MANHASSET, N.Y. Engim Inc. (Acton, Mass.) is rolling out what it believes will be a disruptive approach to wireless LAN chip design in the form of a multi-channel, multi-band switching chipset. The chipset uses of high-end converters and advanced RF channelization and interference mitigation techniques to allow a wireless LAN (WLAN) access point (AP) to acquire three 802.11a, b, or g channels at once.
In doing so, the chipset triples an AP's throughput to 164 Mbits/s for 802.11a, though it can scale to capture up to 11 a/b/g channels simultaneously. With this throughput, the chip set is aimed to address scalability as well as the monitoring and management issues currently facing WLAN deployments.
These issues have come to the fore due to the rapid uptake of WLANs for both the enterprise and hotspots. Engim's EN-3000 chip set specifically targets these infrastructure-type applications. The company has been busy shopping its technology to a number of WLAN switch and AP vendors, many of which already have incorporated chipsets from Atheros.
Two such vendors unveiled products this week. Extreme Networks and Trapeze Networks are each offering WLAN management, mobility and security. Each have expressed an interest in a concept such as Engim's, but also expressed skepticism about how long it would take to develop and cost.
According to David Shoemaker, vice president of engineering at Engim, the EN-3000 will come in at "under $100."
Switch makers like Trapeze and Extreme have been tripping over one another recently as they move beyond the development stage. Last week, Airespace (formerly Blackstorm Networks) announced its entry into the WLAN switching arena already occupied by Bluesocket, Symbol, Proxim and more recently Nortel. Shortly, Chantry Networks will also emerge as an enterprise WLAN player, differentiated by a routing architecture rather than simply switching technology.
It is this growth that Engim is banking on to give it an edge over chip set incumbents such as Atheros, Intersil, Broadcom, Agere and soon Intel. "As the number of users grows, the enterprise is facing a scalability, capacity and RF management problem," said Shoemaker.

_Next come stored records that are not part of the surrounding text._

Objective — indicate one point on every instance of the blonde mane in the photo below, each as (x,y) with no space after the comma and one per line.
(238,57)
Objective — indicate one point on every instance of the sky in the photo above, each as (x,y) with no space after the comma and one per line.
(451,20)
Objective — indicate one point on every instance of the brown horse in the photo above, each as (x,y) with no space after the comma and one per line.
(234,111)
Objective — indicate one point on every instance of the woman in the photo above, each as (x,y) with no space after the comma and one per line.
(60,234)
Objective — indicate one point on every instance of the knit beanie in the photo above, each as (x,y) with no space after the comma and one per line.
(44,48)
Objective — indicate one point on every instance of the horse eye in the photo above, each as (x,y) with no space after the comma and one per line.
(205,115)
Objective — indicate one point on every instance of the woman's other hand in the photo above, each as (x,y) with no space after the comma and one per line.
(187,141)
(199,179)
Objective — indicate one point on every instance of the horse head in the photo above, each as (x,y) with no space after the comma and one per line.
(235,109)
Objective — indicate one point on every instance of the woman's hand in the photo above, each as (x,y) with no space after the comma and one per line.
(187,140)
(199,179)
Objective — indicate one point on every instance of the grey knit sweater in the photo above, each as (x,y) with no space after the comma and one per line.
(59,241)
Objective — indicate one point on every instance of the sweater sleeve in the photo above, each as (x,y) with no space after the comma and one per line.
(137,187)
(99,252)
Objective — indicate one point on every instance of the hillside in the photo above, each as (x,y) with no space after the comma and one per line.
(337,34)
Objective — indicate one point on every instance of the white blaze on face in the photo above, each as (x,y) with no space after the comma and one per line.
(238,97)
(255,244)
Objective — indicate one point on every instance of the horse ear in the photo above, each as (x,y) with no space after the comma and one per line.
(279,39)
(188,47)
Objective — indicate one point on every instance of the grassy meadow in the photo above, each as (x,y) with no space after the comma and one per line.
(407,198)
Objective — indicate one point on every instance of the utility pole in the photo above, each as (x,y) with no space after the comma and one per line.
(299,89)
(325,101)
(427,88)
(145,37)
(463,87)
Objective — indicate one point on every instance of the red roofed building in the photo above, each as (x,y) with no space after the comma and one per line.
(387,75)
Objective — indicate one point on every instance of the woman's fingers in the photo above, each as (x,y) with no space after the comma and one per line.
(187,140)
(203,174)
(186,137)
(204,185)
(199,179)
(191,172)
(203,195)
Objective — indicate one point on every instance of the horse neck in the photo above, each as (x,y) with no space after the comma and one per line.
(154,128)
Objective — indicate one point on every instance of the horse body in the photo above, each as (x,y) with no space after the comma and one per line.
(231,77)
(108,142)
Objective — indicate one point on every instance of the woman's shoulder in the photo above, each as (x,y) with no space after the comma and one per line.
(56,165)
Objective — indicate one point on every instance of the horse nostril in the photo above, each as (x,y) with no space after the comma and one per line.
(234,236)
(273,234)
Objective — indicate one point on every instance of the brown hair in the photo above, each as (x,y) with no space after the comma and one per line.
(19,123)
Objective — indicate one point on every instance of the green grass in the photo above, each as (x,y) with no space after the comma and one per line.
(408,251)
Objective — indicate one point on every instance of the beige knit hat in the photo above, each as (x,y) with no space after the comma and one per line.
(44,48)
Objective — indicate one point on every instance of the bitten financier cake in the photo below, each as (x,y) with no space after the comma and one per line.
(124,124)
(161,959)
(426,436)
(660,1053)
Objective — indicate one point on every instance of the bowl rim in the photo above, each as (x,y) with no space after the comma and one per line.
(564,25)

While placing APs in close proximity to maximize capacity has been tried, according to Shoemaker that's not an optimal approach due to interference and cabling issues. Instead, he said, "Maximizing the spectrum is an imperative as WLANs roll out."
To take advantage of the available spectrum, Engim developed a dual-band, 2.45/5-GHz architecture based on direct-conversion radios with a highly linear, low-noise front end. This is augmented by wide-dynamic-range, 12-bit, 200-Msample/s analog-to-digital converters. These are used to directly sample the full 80 MHz of spectrum available at 2.45 GHz, translating to all three non-overlapping channels of the 802.11b and .11g specifications.
In the 5-GHz band, which spans from 5.15 to 5.825 GHz with 8 channels covering 300 MHz of available spectrum, the front end can be tuned to capture any three of the 8 channels.
But capturing channels is only half the battle, according to Shoemaker. Much of Engim's intellectual property lies in the DSP algorithms used for filtering, channel separation and the mitigation of co-channel interference. A fast-Fourier transform block is included which is dedicated to processing the entire 180-MHz sampled input to provide a real-time snap shot of the spectrum that available for analysis by the upper layers. This frequency-domain snap-shot comes in fine-grain 1-MHz increments.
According to one designer who has evaluated the Engim design under non-disclosure, the advantages inherent to the EN-3000 are attractive and manifold. Particularly attractive is the ability to see exactly what was going on with the rest of the network and the flexibility that brings to the table. But again, skepticism reigns over availability and cost.
So far, only development kits are available from Engim.